Verizon Communications has been cleared to keep claiming FiOS uses "100% fiber optics" by the National Advertising Division of the Council of Better Business Bureaus -- another victory for the telco in its fight to distinguish the fiber-to-the-home network and services from cable's hybrid fiber-coaxial networks.

The NAD sided with Verizon in a decision issued Monday, June 7, after Time Warner Cable filed a complaint about the phone company's ads. The group found Verizon's advertising claims for FiOS were substantiated, including that the service uses "undiluted" and "pure fiber optics," and delivers "100% fiber optic picture and sound."

Time Warner Cable had argued that Verizon's advertising falsely implies that the telco runs fiber optics not just to the side a subscriber's home or business, but all the way to a customer's TV or computer. The MSO noted that Verizon delivers TV services using RF electrical signals through a cable set-top box, in exactly the same way Time Warner Cable does.

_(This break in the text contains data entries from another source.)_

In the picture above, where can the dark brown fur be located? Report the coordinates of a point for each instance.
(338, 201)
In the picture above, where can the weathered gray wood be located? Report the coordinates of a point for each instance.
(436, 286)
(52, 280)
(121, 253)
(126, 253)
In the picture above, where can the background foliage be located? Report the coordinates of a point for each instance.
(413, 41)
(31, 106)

Last month, the NAD recommended that TWC and Cox Communications stop describing their HFC networks as "fiber optic networks" in their marketing. Time Warner Cable appealed the decision; Cox said it would take the recommendations into consideration in future advertising.

In this week's decision, NAD "put itself in the shoes of a reasonable consumer" to assess the competing claims and found that consumers would be unlikely to understand the advertiser's "100%" and "pure" claims as meaning that the fiber optics extend all the way to every device inside a consumer's home, the group said.

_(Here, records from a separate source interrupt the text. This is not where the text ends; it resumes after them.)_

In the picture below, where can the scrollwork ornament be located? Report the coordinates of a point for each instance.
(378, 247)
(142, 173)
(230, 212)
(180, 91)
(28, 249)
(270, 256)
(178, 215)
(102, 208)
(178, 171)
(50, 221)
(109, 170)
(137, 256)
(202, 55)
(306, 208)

NAD noted that many of the FiOS ads that Time Warner Cable challenged specify that offers fiber optics "'straight to your home,' rather than ‘through' or ‘within' the home."

As for Time Warner Cable's contention that "100% fiber optic TV, Internet, and phone" products don't exist, NAD determined that consumers "would reasonably understand these advertisements the same way as they understand claims that Verizon FiOS uses ‘100%' or ‘pure' or ‘undiluted' fiber optics: that the entirety of the FiOS network is comprised of fiber optics."

Time Warner Cable declined to comment on the decision.

Verizon spokesman Jim Smith said in a statement, "Verizon's fiber to the premises network is materially distinct from the hybrid network operated by Time Warner. ... We are pleased with the decision by the National Advertising Division of the Better Business Bureau that will help set the record straight about Verizon's 100 percent fiber optic network, and prevent Time Warner from competing for customers through means of deception. The NAD decision will allow Verizon to keep advertising this core differentiator of a 100 percent fiber optic network to the marketplace."